In Andon, LLC v. City of Newport News, Virginia, the Court was asked to review a RLUIPA case to determine if a substantial burden existed when the Church sought zoning approval after they were told by the planning staff that it would not be approved for a commercial parcel of property. The Court addresses a significant standing issue in the case as well.

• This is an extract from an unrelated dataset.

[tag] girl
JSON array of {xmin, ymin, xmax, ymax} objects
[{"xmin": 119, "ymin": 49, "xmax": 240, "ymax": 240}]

Reconciling People Together in Faith Ministry (the “Congregation”) is a small, religious organization native to the City of Newport News, Virginia (the “City”). Founded in June of 2012, the Congregation initially held its meetings at a local business owned by its pastor. However, it soon decided that this location did not have the appropriate size or amenities to continue use as a meeting place. The Congregation thus sought an alternate location at which to conduct its meetings, and ultimately settled on 6212 Jefferson Avenue (the “Property”), owned by Andon, LLC. The Property is designated as a “C1” zoning district, which supports the use of a church or other similar place or worship only if the property meets certain conditions. Under the Code of Ordinances for the City of Newport News (the “Code”), using a C1 property as a place of worship is a permitted use only if:
(a) access is provided from a public street directly to the property;
(b) no use is operated for commercial gain;
(c) no building or structure, nor accessory building or structure is located within 100 feet of any side or rear property line which is zoned single-family residential; and,
(d) any parking lot of street serving such use is located 25 feet or more from a side or rear property line zoned single family residential.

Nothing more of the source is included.